Solo pochi giorni fa parlavamo delle miniserie televisiva intitolata ”Painkiller” che affrontava la vicenda dell’azienda farmaceutica Purdue pharma e della crisi degli oppiodi che ha provocato.

Oggi ci ritorniamo prendendo spunto da un articolo di Pharmastar dal titolo “Painkiller, la vera storia dell’epidemia Usa da abuso di oppioidi” alla cui lettura integrale rimandiamo.

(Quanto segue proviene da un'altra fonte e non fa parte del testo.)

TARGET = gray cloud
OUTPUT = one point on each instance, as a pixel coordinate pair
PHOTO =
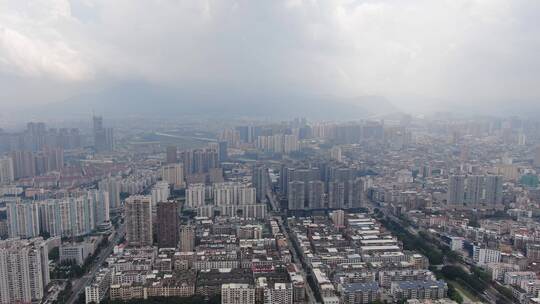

La serie televisiva indaga le origini e le conseguenze della crisi degli oppioidi in Usa ed è costruita su quattro livelli di narrazione che si incrociano, mostrando vari aspetti di questo pesante problema e facendo chiarezza su quanto realmente accaduto.

Pubblichiamo alcuni stralci dell’articolo.

Il primo livello di narrazione si fonda sull’indagine governativa, partita da un team di avvocati americani, sugli abusi commessi nella prescrizione di oppioidi. Il secondo livello è la storia di un artigiano che dopo un brutto incidente sul lavoro e un intervento chirurgico alquanto complicato, inizia ad accusare dolore cronico e per lenirlo entra nel tunnel della dipendenza da oppioidi, in particolare di questo oppioide prodotto dalla Purdue arrivando ad assumerlo a dosaggi molto elevati e non sicuri.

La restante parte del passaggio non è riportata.